FOR IMMEDIATE RELEASE
Commenting on the highs and lows for small businesses in 2015, Ian Cass, Managing Director at the Forum of Private Business, said:
“On the positive side, the UK economy has continued to grow at levels above those of most of our international competitors and growth is likely to continue in 2016. Businesses also have some certainty after the General Election in May. Our members have been able to exploit new technology to offer new services to their customers and make payment more convenient and provide aftersales support that exceeds the distance selling act. Research shows that the economic climate is less of an issue than at any time since 2008 and that finance is less restrictive as businesses are looking to grow without the support of the high street banks.”

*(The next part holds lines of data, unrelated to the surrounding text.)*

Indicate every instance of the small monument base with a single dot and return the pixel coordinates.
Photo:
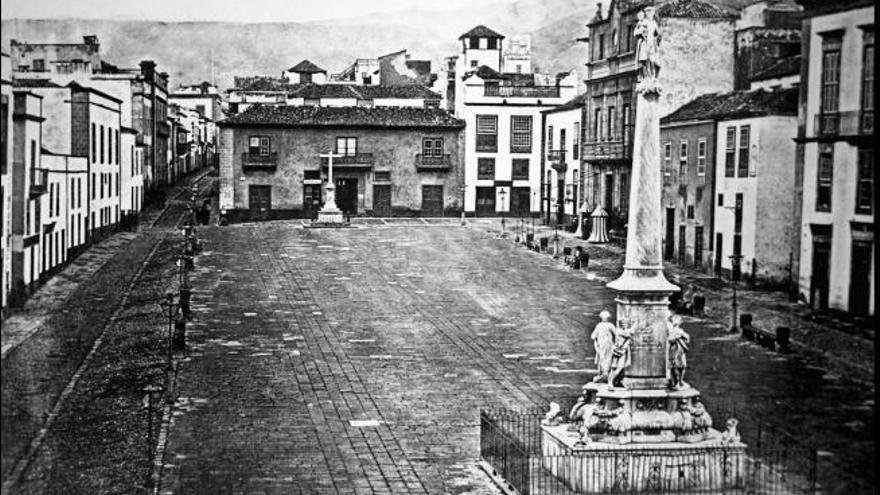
(670, 467)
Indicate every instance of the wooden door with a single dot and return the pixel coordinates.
(346, 195)
(311, 200)
(860, 279)
(821, 270)
(698, 247)
(682, 245)
(432, 201)
(260, 201)
(485, 201)
(382, 200)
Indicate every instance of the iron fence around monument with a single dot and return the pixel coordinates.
(774, 463)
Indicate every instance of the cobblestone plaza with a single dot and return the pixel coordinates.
(356, 360)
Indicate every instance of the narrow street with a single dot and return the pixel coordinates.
(356, 361)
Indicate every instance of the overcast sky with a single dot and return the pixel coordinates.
(221, 10)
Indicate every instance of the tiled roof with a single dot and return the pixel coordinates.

“On the downside, there are still major structural issues in the UK economy and a number of areas where business and consumer confidence remains fragile. Skills and productivity have been highlighted as particularly problematic with not enough support being provided to firms with less than 10 employees to grow further. In this context it is disappointing that the government has closed down the Business Growth Development Scheme and is not reducing regulation on smaller firms. The perception of members is that this is a government focussed on big business whose actions to date have been to the detriment of small and medium-sized enterprises (SMEs)
Red tape is now the biggest single issue for our members and we feel that this is having a huge impact on their ability to develop. Businesses should be protecting themselves against cyber-crime and natural disasters rather than tax investigations or employment tribunals.”
“2016 will be a difficult year for many businesses particularly those who are reliant on labour to make sure that they offer a good service. The living wage will make it very hard for a large number of businesses in labour intensive industries to survive without government support in the form of deregulation in addition to the remedial measures mentioned in the Autumn Statement.
“The continued increase of tax administration is a real concern for our members as the majority are dependent on third parties as it is. We hope that this does not mean greater anxiety and greater revenue gathering from micro and small employers who are already over-taxed.
“There is also more political uncertainty in the form of elections in Wales, Scotland and Northern Ireland as well as the referendum on the EU. However we see 2016 as a year of opportunities for our members as smaller firms are more likely to be able to see react positively to changes. The question is whether overbearing regulations will allow them to do so.”